Und hier hat sich das Quartett der Deutschen Triathlon Union – Laura Lindemann, Jonathan Zipf, Hanna Philippin und Gregor Buchholz – nach einem spektakulären Zielsprint die zweite WM-Medaille für Deutschland nach dem Titel 2013 gesichert. Gold ging bei der vierten Auflage erstmals an die USA (1:20,29 Stunden). Australien gewann zeitgleich mit dem DTU-Team (1:20,58 Stunden) Silber. Jedes Mitglied absolvierte 300 Meter Schwimmen sowie 6,6 Kilometer auf dem Rad und 1,6 Kilometer Laufen. Hanna Philippin übernahm als dritte Deutsche auf Platz fünf und schloss mit großem Team- und Kampfgeist schon beim Schwimmen die Lücke zu den enteilten Teams aus Südafrika, Russland und Frankreich. Auf dem Rad leistete sie viel Führungsarbeit. Umso höher ist ihre anschließende Laufleistung einzuordnen. „Ich hätte nicht gedacht, dass es noch so gut geht“, sagte sie nach dem Rennen. Gregor Buchholz als letzter Starter machte die Bronzemedaille perfekt.

Schon am Samstag im Einzel-Wettbewerb wurden die Athleten in Hamburg begeistert von den Zuschauern umjubelt. „Die Massen haben dich ins Ziel getragen, das war einfach gigantisch“, so Philippin. Die 23-Jährige kam unter den Top 25 aus dem Wasser.
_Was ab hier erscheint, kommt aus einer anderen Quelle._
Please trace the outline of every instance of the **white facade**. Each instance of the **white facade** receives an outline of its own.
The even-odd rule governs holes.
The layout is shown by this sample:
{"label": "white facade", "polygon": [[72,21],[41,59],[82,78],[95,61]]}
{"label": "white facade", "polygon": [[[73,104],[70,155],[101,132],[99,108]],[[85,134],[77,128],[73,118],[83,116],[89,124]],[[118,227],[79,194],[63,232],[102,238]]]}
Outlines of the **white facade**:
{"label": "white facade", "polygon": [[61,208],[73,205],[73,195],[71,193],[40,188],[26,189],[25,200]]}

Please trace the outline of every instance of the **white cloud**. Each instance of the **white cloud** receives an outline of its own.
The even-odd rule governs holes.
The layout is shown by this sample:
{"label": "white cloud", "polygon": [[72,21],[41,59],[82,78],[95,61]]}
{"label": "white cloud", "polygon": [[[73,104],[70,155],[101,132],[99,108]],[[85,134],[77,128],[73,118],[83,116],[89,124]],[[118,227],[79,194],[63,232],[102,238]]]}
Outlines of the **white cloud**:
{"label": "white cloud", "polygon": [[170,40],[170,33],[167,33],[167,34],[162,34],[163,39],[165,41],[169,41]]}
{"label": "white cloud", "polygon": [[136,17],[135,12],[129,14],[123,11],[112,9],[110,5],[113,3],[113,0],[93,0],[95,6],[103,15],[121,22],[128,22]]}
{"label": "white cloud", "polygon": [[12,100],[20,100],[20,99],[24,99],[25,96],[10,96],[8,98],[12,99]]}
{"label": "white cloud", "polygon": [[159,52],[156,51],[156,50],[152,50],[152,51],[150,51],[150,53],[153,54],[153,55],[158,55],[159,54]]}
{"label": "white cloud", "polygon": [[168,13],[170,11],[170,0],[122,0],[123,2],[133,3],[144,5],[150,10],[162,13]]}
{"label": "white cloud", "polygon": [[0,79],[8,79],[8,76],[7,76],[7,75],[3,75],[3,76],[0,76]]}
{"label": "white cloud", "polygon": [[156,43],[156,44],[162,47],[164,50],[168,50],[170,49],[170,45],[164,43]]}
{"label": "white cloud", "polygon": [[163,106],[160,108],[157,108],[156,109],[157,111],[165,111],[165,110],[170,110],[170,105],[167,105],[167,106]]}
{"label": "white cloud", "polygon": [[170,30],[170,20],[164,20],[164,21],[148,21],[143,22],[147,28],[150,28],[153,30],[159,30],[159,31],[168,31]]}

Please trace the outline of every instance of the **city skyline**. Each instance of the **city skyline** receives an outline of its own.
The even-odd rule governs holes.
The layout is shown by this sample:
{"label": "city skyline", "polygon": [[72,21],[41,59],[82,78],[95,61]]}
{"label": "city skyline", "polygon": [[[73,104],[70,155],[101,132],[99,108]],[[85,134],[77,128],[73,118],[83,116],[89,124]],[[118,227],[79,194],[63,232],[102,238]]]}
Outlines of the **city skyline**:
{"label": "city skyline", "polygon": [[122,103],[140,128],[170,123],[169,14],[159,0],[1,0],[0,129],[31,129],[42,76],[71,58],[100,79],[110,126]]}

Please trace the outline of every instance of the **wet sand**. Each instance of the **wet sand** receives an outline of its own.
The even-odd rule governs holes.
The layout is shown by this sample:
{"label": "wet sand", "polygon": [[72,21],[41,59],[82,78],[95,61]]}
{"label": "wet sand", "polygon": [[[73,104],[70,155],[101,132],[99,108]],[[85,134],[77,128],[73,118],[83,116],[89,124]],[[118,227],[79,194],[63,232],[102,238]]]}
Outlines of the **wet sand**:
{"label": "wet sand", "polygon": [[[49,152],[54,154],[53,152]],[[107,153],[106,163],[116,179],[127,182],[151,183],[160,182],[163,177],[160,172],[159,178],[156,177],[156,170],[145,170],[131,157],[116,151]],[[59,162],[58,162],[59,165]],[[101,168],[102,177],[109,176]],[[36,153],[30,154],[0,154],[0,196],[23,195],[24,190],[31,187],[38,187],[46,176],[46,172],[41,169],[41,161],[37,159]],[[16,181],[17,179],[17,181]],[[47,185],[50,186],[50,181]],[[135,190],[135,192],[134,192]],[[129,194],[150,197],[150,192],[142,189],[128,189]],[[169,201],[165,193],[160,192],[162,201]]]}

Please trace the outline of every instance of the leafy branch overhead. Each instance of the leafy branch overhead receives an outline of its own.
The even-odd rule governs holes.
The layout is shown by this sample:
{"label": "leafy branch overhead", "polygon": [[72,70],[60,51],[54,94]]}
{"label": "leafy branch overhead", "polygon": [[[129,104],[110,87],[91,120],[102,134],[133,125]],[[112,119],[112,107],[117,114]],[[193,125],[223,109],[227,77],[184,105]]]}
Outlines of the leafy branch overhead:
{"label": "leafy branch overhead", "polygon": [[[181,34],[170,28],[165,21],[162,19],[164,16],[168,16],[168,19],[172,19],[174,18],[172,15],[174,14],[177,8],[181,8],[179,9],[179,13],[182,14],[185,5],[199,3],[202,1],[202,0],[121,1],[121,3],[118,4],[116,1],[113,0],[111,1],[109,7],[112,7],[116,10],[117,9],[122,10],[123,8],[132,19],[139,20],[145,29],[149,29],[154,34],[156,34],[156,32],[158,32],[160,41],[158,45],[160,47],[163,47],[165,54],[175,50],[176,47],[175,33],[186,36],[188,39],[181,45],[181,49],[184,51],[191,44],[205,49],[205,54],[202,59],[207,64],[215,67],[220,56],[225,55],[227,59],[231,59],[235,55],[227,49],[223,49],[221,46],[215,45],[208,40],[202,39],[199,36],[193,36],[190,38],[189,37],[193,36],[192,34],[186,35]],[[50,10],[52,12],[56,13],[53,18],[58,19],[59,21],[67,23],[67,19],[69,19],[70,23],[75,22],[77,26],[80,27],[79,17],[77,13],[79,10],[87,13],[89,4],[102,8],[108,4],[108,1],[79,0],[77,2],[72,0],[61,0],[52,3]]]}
Auf der anspruchsvollen Radstrecke durch die Innenstadt überzeugte sie dann in der Verfolgergruppe mit ihrer Führungsarbeit und machte einige Plätze gut. Als Zehntschnellste kam sie in die Wechselzone, fast zeitgleich mit ihrer Teamkollegin Laura Lindemann, die schließlich beim Laufen den etwas längeren Atem hatte. Philippin war zufrieden mit ihrer Vorstellung. „Ich befinde mich auf dem Weg der Besserung“, sagte sie und spielte die zuletzt erlebten Erlebnisse bei ihren Rennen an, wo sie mal in einen Sturz verwickelt wurde oder von Krämpfen geplagt war. Und vor allem gelang es ihr, Abstand von den Aufregungen der letzten Tage zu gewinnen.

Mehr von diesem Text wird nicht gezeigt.